Published: 07 Jan 2014 - 08:07 am | Last Updated: 28 Jan 2022 - 06:37 pm

ABU DHABI: War-torn Syria’s state wheat import deals surged to 2.4 million tonnes in 2013 from 550,000 a year earlier, the country’s General Establishment for Cereal Processing and Trade (Hoboob) said yesterday. 
Syria suffered its worst wheat harvest in nearly three decades in 2013 as war and sanctions continued to put pressure on the government to import food.  The imported wheat was mostly of Black Sea origin and deals were done outside the tender process and paid through unlocked funds in frozen Syrian international bank accounts, a source at Hoboob said. 
“Of the total quantity, 1.7 million tonnes arrived in Syria and the remaining quantity is on its way,” the source said.  Hoboob said in October it had struck deals with payment using frozen funds to import 500,000 tonnes of wheat from France and the Black Sea over the summer.  Although some traders were sceptical about the 2013 wheat import figure, others said the jump in imports was in line with the government’s drive to bolster imports given the record-low local harvest. 

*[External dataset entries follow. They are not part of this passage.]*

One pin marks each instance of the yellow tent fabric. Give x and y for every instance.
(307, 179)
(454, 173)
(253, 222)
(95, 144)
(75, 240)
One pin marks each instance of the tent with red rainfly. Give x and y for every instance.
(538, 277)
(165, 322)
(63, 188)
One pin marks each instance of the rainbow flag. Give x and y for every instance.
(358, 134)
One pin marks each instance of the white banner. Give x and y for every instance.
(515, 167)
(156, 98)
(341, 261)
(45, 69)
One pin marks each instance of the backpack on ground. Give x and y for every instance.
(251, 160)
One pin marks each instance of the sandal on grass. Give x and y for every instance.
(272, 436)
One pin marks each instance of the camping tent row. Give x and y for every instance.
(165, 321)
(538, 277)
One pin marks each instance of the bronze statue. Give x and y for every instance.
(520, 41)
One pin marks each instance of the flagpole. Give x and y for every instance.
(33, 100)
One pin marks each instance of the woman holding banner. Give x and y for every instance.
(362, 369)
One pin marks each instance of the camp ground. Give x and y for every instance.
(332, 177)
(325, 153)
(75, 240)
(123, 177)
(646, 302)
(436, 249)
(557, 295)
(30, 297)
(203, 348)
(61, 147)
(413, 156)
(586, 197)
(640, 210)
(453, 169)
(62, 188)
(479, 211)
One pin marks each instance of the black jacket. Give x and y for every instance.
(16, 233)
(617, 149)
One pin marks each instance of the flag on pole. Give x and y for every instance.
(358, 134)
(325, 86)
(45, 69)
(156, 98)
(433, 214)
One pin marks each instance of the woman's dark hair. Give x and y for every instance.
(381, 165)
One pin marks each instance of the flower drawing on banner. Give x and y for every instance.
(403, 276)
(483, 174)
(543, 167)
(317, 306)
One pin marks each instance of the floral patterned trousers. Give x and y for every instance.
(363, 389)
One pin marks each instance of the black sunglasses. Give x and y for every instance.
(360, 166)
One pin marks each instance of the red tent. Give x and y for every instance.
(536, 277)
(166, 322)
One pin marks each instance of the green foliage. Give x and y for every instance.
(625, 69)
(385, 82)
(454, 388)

“Syrian agriculture has been hugely disrupted by the fighting and this will have greatly increased their import requirements. Importing has also been concentrated in state hands as private buyers have been kept out of the market by sanctions,” he said. 
Estimates collated by Reuters from local traders in July suggested the local harvest could have been as low as 1.5 million tonnes. Sanctions imposed by the EU, the US and other countries on President Bashar Al Assad’s government do not apply to food but the financing freeze has hindered Syria’s ability to seal import deals.
Syria started asking to pay for its food by freeing some of its frozen assets in international banks in mid-2013 but some international traders said the payment method was not attractive as the seller bore the burden of obtaining the necessary approvals to unlock the funds.